Two prominent growers in South Lincolnshire have separately called for urgent changes to the UK’s employment rules in order to solve the worsening horticultural labour crisis.
Writing in her local paper, flower grower Johanna Musson, said, “I started my role as NFU County Adviser for the Holland (Lincs) area one month ago. A key current issue is the extreme labour shortages in the area, both seasonal and permanent. The horticultural and ornamental sectors are particularly badly affected with very little support currently available to them.
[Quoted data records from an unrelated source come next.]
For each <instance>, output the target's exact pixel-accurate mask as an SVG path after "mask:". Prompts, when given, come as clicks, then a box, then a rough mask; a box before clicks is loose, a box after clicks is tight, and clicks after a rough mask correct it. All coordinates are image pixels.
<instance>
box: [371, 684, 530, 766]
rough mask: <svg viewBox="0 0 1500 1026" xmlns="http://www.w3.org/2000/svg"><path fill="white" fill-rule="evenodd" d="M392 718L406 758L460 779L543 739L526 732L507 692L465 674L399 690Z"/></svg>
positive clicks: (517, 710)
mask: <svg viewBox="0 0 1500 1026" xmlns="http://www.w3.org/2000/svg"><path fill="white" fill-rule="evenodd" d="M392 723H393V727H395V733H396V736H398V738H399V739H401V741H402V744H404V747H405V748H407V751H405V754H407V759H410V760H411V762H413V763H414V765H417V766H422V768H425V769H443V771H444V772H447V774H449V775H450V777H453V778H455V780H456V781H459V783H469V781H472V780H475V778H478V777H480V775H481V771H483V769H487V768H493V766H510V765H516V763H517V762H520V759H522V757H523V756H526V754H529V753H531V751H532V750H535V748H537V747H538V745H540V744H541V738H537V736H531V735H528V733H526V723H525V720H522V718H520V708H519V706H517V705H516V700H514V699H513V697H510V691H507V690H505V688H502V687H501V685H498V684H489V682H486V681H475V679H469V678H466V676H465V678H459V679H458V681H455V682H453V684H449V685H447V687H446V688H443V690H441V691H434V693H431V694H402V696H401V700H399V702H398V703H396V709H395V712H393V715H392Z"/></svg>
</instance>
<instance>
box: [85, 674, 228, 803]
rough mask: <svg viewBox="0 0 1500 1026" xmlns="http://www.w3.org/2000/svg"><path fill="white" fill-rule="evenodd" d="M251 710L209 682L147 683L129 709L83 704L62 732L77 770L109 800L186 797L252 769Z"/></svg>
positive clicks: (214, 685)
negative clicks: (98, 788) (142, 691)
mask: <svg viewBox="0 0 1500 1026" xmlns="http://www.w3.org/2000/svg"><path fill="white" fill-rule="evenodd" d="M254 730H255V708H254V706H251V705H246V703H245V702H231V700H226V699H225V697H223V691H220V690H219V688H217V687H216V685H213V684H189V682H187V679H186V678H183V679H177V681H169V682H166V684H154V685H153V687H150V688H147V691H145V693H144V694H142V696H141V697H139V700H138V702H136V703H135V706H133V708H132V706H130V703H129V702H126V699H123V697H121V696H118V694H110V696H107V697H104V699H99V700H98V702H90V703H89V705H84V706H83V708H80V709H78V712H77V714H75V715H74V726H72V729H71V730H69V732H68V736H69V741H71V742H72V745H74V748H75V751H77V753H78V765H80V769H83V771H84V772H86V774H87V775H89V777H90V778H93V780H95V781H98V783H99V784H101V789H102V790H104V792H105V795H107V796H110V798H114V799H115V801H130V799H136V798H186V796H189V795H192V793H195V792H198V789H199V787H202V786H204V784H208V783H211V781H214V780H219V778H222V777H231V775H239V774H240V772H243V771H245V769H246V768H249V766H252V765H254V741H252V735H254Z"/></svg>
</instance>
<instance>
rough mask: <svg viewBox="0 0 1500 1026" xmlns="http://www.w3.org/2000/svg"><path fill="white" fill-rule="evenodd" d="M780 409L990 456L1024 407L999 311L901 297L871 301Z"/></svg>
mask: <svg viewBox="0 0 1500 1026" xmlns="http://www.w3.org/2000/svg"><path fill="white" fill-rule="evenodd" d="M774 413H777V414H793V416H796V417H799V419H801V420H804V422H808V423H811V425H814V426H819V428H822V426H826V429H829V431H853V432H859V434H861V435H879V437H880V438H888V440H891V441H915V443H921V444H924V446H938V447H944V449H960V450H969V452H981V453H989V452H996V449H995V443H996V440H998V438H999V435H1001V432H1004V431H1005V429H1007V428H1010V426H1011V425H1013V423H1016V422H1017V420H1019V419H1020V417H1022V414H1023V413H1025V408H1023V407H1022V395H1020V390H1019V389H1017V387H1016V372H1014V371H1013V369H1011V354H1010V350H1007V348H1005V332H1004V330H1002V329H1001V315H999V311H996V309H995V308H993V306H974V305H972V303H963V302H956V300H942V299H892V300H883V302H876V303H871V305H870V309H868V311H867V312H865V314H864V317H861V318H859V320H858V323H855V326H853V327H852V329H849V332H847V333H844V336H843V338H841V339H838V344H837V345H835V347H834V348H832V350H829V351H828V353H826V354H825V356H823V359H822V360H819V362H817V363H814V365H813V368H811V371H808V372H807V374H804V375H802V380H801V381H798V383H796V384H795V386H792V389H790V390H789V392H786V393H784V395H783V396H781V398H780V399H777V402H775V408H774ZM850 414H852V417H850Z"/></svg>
“Farm businesses have done everything that they can to recruit staff domestically. But even the increasingly competitive wages have not had the impact they needed as the labour pool is so limited… The main ask in the report is for a 12-month Covid 19 Recovery Visa to enable all involved in the supply chain to recruit critical roles. This is a cross-sector (Food and Farming) ask and a short-term measure to get businesses through the current crisis.”
Elsewhere Adam Taylor, director of Holbeach-based Taylors Bulbs warned that labour issues would be a challenge for the foreseeable future. “For Taylors, it will continue way past the end of the furlough scheme,” he said. “Unemployment in the geographical area of our farm is low – we can’t move our production elsewhere – and there is a distinct lack of applicants due to the enormous competition from other businesses in the area.
“Some work such as cropping daffodil flowers has previously been fulfilled by people who jump from harvesting edible crops one day to ornamental the next. For a mixed agricultural and horticultural business such as ours to be denied the ability to employ the same EU worker to harvest all our crops also impacts our edible production as well. It’s farcical.”
Picture caption: Taylors now farm over 750 hectares of which over 150 ha are daffodils.